Ultimately, he said, vaccines, therapeutics and [drugs such as] antivirals will help stamp out the current outbreak.
In the meantime, Weber added, the world needs a shared biosurveillance system that integrates local disease information, civilian disease information and DoD information about its own military forces.
Countries are required to report disease outbreak information under the international health regulations, he said.
“Using information technologies, including social media, that are available today, we can have real-time disease detection that allows countries to prevent outbreaks or contain them.”
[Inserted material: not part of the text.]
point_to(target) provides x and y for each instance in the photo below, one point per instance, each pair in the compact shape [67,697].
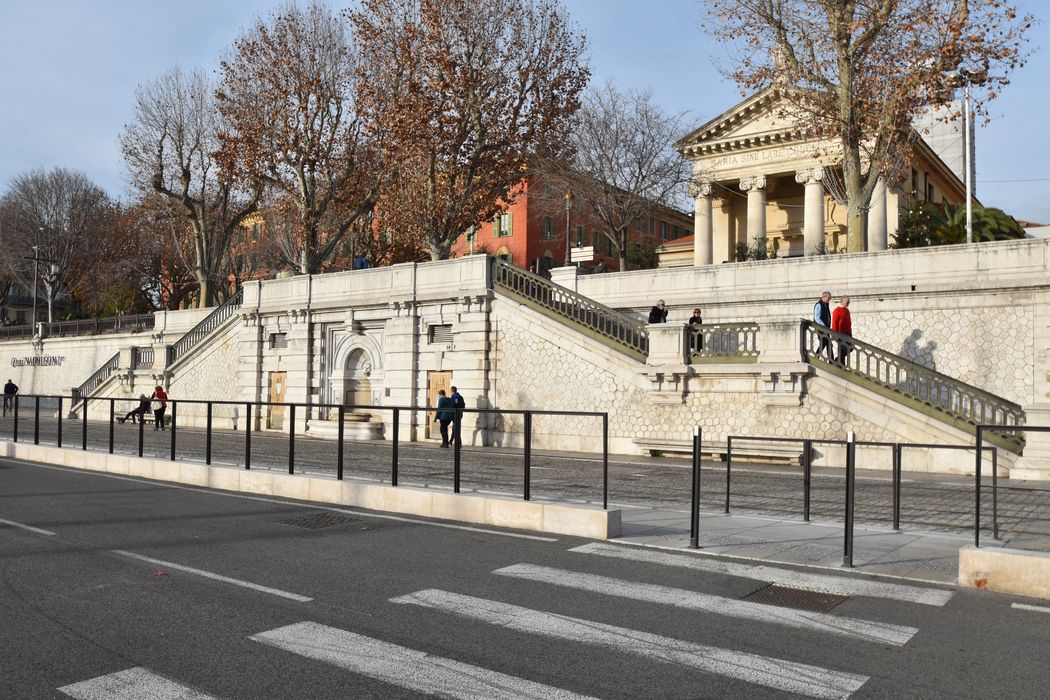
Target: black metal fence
[249,417]
[806,445]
If Mexico had had a better biosurveillance system in place in 2009, H1N1 would not have spread around the world and become a pandemic, Weber said.
“But it was months before Mexico even knew it had a problem inside its borders, and then using Navy technology we were able to identify that strain of virus in San Diego when it crossed the border,” he added.
The key is reducing the time to detect and the time to treat, enabling a better response, and having trained disease detectives available, he said, at least one per 100,000 population.
Looking to the future, Weber said, programs like the Constellation biosurveillance portal are being adapted to the crisis in West Africa.
Constellation is a next-generation information gathering, sharing, analysis, collaboration and visualization system, Weber told the House Armed Services Intelligence, Emerging Threats and Capabilities Subcommittee earlier this year.
The biosurveillance portal will provide a platform for sharing information across security domains and revolutionize counter-weapons-of-mass-destruction, or CWMD, knowledge management by offering a dynamic, holistic view of the global CWMD operating environment.
Based on Constellation concepts, he said, “We’ve created ebolaportal.org that will be used by nongovernmental organizations, governments most affected by the Ebola outbreak, and Defense Department laboratories involved in the outbreak response.
Ebola.org, Weber added, brings together multiple data sources and has the analytics to help users understand what’s happening and map the onset and spread of disease facilitate better contact tracing.
“So that's the command-and-control piece that DoD can really contribute to this effort,” he said.